Pier Giorgio Frassati et Carlo Acutis, deux âmes d'élite amies des pauvres
Sportif, farceur et bruyant, Pier Giorgio Frassati (La Croix) grimpe haut et descend bas, des montagnes piémontaises aux taudis de Turin. Un cœur de feu, une joie communicative, même s'il chante si faux qu'on l'appelle « Fracassati ». Tout doit rouler pour lui, selon la théorie de la reproduction sociale. Maman peintre, papa sénateur, diplomate, un temps ambassadeur à Berlin, et fondateur de La Stampa, journal à la reprise duquel il destine son fils, même s'il ne lui en parlera jamais en face. Frassati junior déçoit les attentes de ses parents, fait des fautes d'orthographe, peine à l'école. La pression de son milieu l'oblige à réussir, lui interdit aussi d'épouser la fille dont il est amoureux. Il y renonce pour sauver le mariage de ses parents qui ne s'entendent pas. La mondanité aurait dû emporter cette âme pour la noyer dans la vanité et les honneurs.

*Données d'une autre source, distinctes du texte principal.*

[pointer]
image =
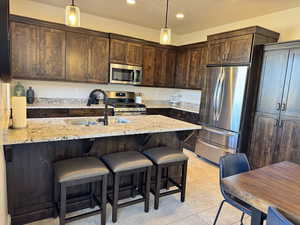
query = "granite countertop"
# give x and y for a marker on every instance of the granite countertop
(190, 107)
(58, 129)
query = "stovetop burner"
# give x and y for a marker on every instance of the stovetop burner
(127, 105)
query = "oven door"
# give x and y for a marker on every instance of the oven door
(123, 74)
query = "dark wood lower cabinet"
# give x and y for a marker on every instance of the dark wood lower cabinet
(30, 172)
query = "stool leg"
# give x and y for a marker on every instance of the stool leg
(103, 200)
(92, 194)
(63, 199)
(167, 176)
(56, 198)
(116, 197)
(147, 191)
(183, 180)
(157, 187)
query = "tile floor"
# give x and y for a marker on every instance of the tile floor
(202, 202)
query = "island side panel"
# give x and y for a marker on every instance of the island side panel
(30, 171)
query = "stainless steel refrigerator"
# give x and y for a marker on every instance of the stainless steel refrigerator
(221, 128)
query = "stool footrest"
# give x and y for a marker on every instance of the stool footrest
(131, 202)
(82, 216)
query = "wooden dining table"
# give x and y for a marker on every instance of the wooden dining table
(277, 185)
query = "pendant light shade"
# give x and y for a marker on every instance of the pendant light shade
(165, 36)
(72, 17)
(165, 33)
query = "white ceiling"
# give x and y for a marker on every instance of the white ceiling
(199, 14)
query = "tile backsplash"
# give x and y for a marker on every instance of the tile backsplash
(50, 89)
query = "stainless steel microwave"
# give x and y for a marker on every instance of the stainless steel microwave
(124, 74)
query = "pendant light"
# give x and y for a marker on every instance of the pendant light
(72, 17)
(165, 33)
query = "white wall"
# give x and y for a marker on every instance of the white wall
(51, 89)
(3, 124)
(286, 22)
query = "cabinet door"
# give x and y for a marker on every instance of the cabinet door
(272, 81)
(291, 103)
(134, 54)
(148, 65)
(161, 56)
(77, 57)
(118, 51)
(171, 67)
(98, 59)
(24, 50)
(289, 147)
(216, 51)
(52, 54)
(263, 141)
(182, 68)
(238, 49)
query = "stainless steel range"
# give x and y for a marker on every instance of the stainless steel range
(123, 103)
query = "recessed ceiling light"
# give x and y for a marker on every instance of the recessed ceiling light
(131, 2)
(179, 15)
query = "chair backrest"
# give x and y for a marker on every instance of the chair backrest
(276, 218)
(233, 164)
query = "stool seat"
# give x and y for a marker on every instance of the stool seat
(164, 155)
(126, 161)
(79, 168)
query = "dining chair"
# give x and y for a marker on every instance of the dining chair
(276, 218)
(233, 164)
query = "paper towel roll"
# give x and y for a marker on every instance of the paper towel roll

Mais c'est plus fort que lui : « Aller vers les pauvres, c'est aller vers Jésus », écrit-il (Collège des Bernardins). Ses études d'ingénieur ne le subliment pas ; il se rêve missionnaire. Dès l'âge de 17 ans, il rejoint les Conférences de saint Vincent de Paul. Sa compassion naturelle devient surnaturelle. Car très jeune, il se montre plein d'attention pour les autres. Un jour, il croise un enfant sans chaussures. Pier Giorgio lui donne les siennes et rentre chez lui pieds nus, disant à sa mère qu'il a rencontré un enfant qui en avait plus besoin que lui... Souvent, cet alpiniste reviendra à la maison à pied après avoir donné son ticket de tram, ou avec un manteau râpé après s'être délesté du sien, comme saint Martin. Si ses parents sont riches, il n'a que de l'argent de poche. Il garde des enfants, vend timbres et billets de tramway, fait la quête de porte en porte. Il offre une machine à coudre à une couturière, veuve avec enfants, qui n'en avait plus. Pier Giorgio passe plusieurs soirées par semaine auprès des pauvres, parfois jusque tard dans la nuit, y compris dans les logis où on le dissuade d'aller. Selon Luciana Frassati, sa sœur et son biographe (morte à 105 ans en 2007 !), il suit une quinzaine de familles pauvres de Turin, leur apporte de la nourriture, des vêtements et des médicaments. Si discrètement qu'à sa mort, la surprise est totale : mais qui sont ces indigents affluant autour de son cercueil, se dit la haute société piémontaise ? On retrouvera dans ses papiers des listes de pauvres et des annotations sur ce qu'il leur devait ou leur avait promis.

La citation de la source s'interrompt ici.